Wer hätte gedacht, dass es in Deutschland immer noch ein Gesetz gibt, das "Majestätsbeleidigung" unter Strafe stellt? Dass ausgerechnet der türkische Präsident Recep Tayyip Erdogan nun davon profitiert? Und dass dies Deutschland in eine "Staatskrise" stürzen könnte?

"Staatskrise" und "Regierungskrise", diese beiden Begriffe fallen dieser Tage immer wieder. Angesichts all der riesigen Probleme, die Deutschland hat, könnte der Anlass kaum absurder sein: Es geht um ein Gedicht, in dem der Kabarettist Jan Böhmermann kürzlich auf brachiale Art den türkischen Präsidenten beschimpft hat. Erdogan fordert nun Böhmermanns Kopf – und hat, wie wir seit dem 14. April wissen, Bundeskanzlerin Merkel auf seiner Seite.

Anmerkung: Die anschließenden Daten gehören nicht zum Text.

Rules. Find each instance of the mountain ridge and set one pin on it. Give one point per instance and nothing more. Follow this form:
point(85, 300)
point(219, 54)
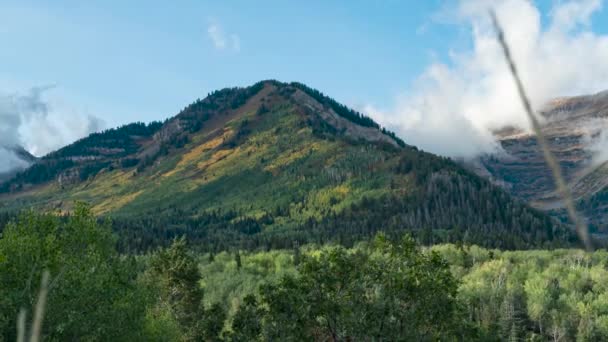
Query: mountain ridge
point(574, 127)
point(272, 165)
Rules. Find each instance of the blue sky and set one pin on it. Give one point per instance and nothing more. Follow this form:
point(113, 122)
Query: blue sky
point(125, 61)
point(144, 60)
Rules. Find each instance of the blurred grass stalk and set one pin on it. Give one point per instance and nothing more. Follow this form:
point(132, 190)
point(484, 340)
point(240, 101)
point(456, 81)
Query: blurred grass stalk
point(581, 227)
point(38, 313)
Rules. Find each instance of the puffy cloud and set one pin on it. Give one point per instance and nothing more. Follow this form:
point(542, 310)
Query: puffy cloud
point(221, 40)
point(456, 105)
point(29, 120)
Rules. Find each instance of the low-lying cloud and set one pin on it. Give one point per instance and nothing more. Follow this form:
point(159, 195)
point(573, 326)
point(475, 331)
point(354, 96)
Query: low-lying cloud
point(456, 105)
point(222, 40)
point(30, 121)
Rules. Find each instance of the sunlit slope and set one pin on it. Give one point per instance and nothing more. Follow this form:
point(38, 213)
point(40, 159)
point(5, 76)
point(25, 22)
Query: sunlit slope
point(279, 157)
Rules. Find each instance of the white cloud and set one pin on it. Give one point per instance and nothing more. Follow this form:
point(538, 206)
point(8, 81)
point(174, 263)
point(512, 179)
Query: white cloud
point(221, 40)
point(455, 105)
point(33, 122)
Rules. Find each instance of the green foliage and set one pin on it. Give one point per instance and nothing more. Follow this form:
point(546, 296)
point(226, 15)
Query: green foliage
point(93, 293)
point(392, 292)
point(178, 279)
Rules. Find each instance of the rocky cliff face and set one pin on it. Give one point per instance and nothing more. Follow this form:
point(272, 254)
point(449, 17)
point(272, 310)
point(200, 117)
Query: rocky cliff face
point(576, 129)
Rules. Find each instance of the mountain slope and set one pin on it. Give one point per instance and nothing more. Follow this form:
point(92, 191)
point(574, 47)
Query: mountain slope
point(574, 128)
point(16, 159)
point(272, 164)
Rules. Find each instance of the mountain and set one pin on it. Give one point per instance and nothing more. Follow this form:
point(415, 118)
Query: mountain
point(272, 165)
point(574, 127)
point(18, 159)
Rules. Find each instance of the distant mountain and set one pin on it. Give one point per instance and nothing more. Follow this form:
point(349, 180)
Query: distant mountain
point(273, 165)
point(20, 159)
point(575, 128)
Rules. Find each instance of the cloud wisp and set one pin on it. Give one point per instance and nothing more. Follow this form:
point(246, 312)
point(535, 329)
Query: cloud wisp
point(30, 121)
point(222, 40)
point(456, 105)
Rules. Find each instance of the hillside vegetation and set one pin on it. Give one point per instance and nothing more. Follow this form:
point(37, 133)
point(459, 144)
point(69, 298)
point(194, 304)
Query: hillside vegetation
point(271, 166)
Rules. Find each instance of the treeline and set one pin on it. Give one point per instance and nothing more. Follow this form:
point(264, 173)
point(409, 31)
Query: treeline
point(85, 157)
point(449, 207)
point(384, 289)
point(96, 294)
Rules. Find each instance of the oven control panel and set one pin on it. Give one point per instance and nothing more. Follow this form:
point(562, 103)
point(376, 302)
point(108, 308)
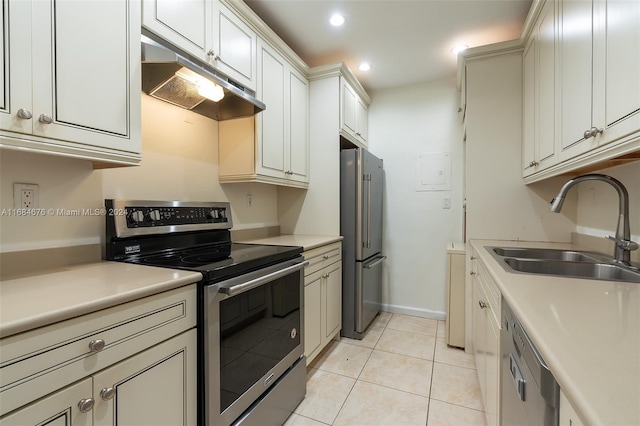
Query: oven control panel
point(174, 216)
point(131, 218)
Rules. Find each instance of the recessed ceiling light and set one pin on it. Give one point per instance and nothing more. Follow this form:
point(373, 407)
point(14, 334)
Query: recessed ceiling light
point(458, 48)
point(336, 20)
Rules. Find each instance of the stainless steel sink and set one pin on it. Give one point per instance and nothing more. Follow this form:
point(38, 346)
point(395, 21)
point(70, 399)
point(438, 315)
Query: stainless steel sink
point(596, 271)
point(549, 254)
point(563, 263)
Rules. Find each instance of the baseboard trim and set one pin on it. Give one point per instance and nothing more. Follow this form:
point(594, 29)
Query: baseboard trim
point(407, 310)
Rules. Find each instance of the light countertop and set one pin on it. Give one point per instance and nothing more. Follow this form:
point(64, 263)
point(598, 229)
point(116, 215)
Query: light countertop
point(62, 293)
point(307, 242)
point(588, 332)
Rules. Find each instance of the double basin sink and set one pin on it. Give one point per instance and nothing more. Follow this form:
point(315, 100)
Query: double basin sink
point(563, 263)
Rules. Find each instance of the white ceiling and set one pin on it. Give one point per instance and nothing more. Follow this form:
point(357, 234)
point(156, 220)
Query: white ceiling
point(405, 41)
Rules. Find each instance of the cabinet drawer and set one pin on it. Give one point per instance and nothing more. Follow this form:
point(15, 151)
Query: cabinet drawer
point(322, 256)
point(491, 291)
point(37, 362)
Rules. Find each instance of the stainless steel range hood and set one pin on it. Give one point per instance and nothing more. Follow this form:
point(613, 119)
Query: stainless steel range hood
point(176, 78)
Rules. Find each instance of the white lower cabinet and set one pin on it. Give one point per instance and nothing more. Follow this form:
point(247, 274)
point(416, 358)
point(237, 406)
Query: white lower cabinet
point(322, 298)
point(486, 338)
point(155, 387)
point(132, 364)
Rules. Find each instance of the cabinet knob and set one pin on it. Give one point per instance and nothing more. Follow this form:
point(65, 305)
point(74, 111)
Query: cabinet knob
point(25, 114)
point(97, 345)
point(592, 132)
point(85, 405)
point(45, 119)
point(107, 393)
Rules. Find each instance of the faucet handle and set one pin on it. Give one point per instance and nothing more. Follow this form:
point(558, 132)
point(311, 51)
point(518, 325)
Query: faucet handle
point(624, 244)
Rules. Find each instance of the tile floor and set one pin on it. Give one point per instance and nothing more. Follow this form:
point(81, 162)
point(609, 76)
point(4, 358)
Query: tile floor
point(401, 374)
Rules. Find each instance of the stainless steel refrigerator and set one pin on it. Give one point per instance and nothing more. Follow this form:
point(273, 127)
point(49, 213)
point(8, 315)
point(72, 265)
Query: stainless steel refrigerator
point(361, 188)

Der Hintergrund: Im März war in der Satiresendung eines Regionalsenders ein Musikvideoerschienen, in dem auf harmlos-spaßige Art die Repression und die Menschenrechtsverletzungen unter Erdogan angeprangert wurden. Daraufhin bestellte die türkische Regierung den deutschen Botschafter ein und verlangte die Löschung des Videos – es dürfe nie wieder gezeigt werden. Bei dieser Gelegenheit erfuhren die Deutschen erstmals, dass der deutsche Botschafter in Ankara regelmäßig einbestellt wird, in diesem Jahr bereits dreimal. Berichten zufolge beschwerte sich die türkische Regierung einmal sogar über Informationsmaterial für Lehrer im Bundesland Sachsen, in dem es um den Völkermord an den Armeniern ging. Hier geht es weiter.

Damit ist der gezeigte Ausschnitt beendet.